There are a number of online resources that can help you navigate the student loan world, especially if you are seeking help to reduce your payments or solve a loan issue. Along with such organizations as the Consumer Federation, other popular resources include The U.S. Department of Education, myeddebt.ed.gov, Student Loan Help Center, Consumer Finance Protection Bureau, Student Loan Borrower Assistance and Nelnet.com.
Reduce Your Payment
If you can’t afford to make your monthly payment due to inadequate income or perhaps you’re between jobs, you may be able to negotiate a lower payment in alignment with what you can afford or if you have a co-signer.
If you have a federal loan, you can access a variety of programs to lower your loan payments such as income-driven repayment. Under this program, you could cut the monthly payments from 10 percent to 20 percent of your income each month. You may also be eligible for deferment or forbearance as options for payment relief needs, although qualifying for these programs is more difficult.
If you are a public employee such as teacher or government worker, there are programs through the federal government that can help. In some specific cases, federal loans can be forgiven, such as being employed by a non-profit agency. Some companies such as law and CPA firms also offer student loan repayment as a perk for employees. One company we know offers $2,000 a year paid to the borrower’s student loan servicer, up to a lifetime maximum of $10,000.
Consolidate Your Loan
Consolidating your student loan with other loans is another an option to consider. Loan consolidation can simplify loan repayment by bundling your loans, which can lower monthly payments. If you have two or more federal student loans (e.g. undergraduate and graduate school) you can apply to consolidate those loans under a Direct Consolidation Loan, a federal program through which the individual loans are paid off.

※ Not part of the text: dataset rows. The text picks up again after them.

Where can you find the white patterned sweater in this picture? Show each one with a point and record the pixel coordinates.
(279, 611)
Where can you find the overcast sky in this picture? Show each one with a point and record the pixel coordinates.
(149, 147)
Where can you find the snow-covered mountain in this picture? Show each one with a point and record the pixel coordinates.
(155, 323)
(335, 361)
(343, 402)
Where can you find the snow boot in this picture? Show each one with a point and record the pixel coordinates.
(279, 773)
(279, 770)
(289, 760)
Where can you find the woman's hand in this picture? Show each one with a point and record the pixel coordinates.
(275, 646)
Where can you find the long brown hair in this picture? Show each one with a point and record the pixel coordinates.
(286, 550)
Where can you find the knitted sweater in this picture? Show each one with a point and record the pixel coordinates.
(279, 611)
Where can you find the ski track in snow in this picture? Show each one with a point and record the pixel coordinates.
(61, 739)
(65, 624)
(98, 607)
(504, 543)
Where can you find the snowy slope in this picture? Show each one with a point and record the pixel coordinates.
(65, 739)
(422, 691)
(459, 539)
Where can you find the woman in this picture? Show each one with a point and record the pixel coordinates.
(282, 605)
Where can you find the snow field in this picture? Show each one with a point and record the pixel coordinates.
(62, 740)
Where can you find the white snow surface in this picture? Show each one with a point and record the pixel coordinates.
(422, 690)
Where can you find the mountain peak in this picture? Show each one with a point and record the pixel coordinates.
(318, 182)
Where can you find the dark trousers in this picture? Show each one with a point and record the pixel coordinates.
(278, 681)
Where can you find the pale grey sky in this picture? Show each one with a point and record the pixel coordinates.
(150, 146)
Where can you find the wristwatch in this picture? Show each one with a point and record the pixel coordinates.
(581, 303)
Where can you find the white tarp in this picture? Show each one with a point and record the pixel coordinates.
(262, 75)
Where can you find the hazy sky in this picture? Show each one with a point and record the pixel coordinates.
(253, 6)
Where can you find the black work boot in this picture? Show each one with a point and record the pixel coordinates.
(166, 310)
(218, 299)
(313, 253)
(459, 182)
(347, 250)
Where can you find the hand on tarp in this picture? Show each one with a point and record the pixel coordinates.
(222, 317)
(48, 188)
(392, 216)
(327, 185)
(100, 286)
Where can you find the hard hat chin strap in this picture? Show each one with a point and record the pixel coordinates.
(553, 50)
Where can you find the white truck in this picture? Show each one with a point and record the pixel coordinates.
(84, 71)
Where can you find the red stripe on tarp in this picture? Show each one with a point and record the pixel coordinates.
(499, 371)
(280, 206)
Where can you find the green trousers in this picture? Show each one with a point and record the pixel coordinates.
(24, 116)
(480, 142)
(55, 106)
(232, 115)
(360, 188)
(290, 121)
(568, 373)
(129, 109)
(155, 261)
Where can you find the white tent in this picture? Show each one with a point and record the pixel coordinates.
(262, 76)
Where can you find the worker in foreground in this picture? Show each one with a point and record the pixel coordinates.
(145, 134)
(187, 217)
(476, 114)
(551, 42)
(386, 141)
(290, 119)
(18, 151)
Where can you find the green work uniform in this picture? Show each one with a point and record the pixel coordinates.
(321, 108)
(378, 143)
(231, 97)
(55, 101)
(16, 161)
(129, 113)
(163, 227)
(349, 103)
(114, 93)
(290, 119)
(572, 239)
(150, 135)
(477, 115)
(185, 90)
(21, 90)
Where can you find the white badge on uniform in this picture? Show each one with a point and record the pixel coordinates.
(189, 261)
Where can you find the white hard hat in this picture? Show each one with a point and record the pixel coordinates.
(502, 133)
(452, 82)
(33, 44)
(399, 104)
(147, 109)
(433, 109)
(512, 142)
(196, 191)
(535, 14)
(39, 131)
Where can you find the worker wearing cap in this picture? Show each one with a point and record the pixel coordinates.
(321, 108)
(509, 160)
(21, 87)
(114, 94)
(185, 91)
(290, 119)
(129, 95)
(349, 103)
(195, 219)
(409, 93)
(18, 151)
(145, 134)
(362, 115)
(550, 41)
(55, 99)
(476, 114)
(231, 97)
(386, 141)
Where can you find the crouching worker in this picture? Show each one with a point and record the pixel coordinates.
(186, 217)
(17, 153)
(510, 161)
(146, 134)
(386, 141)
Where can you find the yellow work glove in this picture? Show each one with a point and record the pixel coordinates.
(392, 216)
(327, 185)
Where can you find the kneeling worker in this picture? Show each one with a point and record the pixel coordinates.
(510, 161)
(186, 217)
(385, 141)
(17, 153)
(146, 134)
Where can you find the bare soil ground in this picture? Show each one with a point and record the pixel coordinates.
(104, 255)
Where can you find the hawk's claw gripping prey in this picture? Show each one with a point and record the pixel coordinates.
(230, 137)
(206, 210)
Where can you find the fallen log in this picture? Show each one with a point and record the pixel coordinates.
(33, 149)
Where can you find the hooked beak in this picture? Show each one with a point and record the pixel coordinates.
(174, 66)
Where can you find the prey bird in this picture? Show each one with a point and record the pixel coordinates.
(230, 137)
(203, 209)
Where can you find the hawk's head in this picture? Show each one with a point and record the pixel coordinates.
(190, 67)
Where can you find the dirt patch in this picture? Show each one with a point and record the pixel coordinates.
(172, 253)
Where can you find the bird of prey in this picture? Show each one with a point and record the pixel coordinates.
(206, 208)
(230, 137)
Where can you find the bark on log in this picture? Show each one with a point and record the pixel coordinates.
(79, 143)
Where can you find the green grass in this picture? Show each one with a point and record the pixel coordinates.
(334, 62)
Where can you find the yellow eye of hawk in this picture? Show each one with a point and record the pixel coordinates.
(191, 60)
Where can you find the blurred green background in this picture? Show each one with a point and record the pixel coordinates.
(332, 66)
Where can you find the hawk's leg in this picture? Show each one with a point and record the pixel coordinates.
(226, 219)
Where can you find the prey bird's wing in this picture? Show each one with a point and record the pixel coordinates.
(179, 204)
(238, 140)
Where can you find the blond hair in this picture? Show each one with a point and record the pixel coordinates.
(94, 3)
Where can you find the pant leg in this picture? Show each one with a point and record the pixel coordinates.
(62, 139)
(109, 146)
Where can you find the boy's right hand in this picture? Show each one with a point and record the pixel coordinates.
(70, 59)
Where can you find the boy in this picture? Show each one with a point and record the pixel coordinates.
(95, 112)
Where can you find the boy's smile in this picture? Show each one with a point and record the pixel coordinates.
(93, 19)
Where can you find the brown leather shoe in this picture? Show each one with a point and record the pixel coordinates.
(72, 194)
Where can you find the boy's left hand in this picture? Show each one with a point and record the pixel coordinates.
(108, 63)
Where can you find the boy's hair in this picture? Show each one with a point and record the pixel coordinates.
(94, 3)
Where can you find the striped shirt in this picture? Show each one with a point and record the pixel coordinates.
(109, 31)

Generally, with a Direct Consolidation Loan, you are eligible to consolidate after you graduate, leave school, or drop below half-time enrollment. If you are in default, you must meet certain requirements before you can consolidate your loans. A Direct Consolidation Loan has a fixed interest rate for the life of the loan, and once your separate loans are consolidated they cannot be removed from the new loan even if one of the loans now offers more attractive terms.
Working with a Private Lender
Private loans are not eligible for a Direct Consolidation Loan or other federal programs. However, commercial lenders such as credit unions and banks offer their own consolidation and other programs for student loans.
There are several highly informative, online resources for student loans including Credit Union Student Choice, an Internet portal that lists nearly 250 credit unions nationwide which provide special student loan programs. Student Choice can put you in touch with hundreds of credit unions that offer innovative private student lending programs. The site can immediately direct you to a local credit union that offers student loan consolidation and other programs.
Another Internet resource that features student loan programs for consolidation and other purposes is LendKey.com, which includes information on credit unions. With these and other online resources as your fingertips, you may find that your neighborhood credit union is a good place to start if you are seeking to refinance or consolidate your federal and/or private student loans with attractive terms that are often better than those offered by competing banks.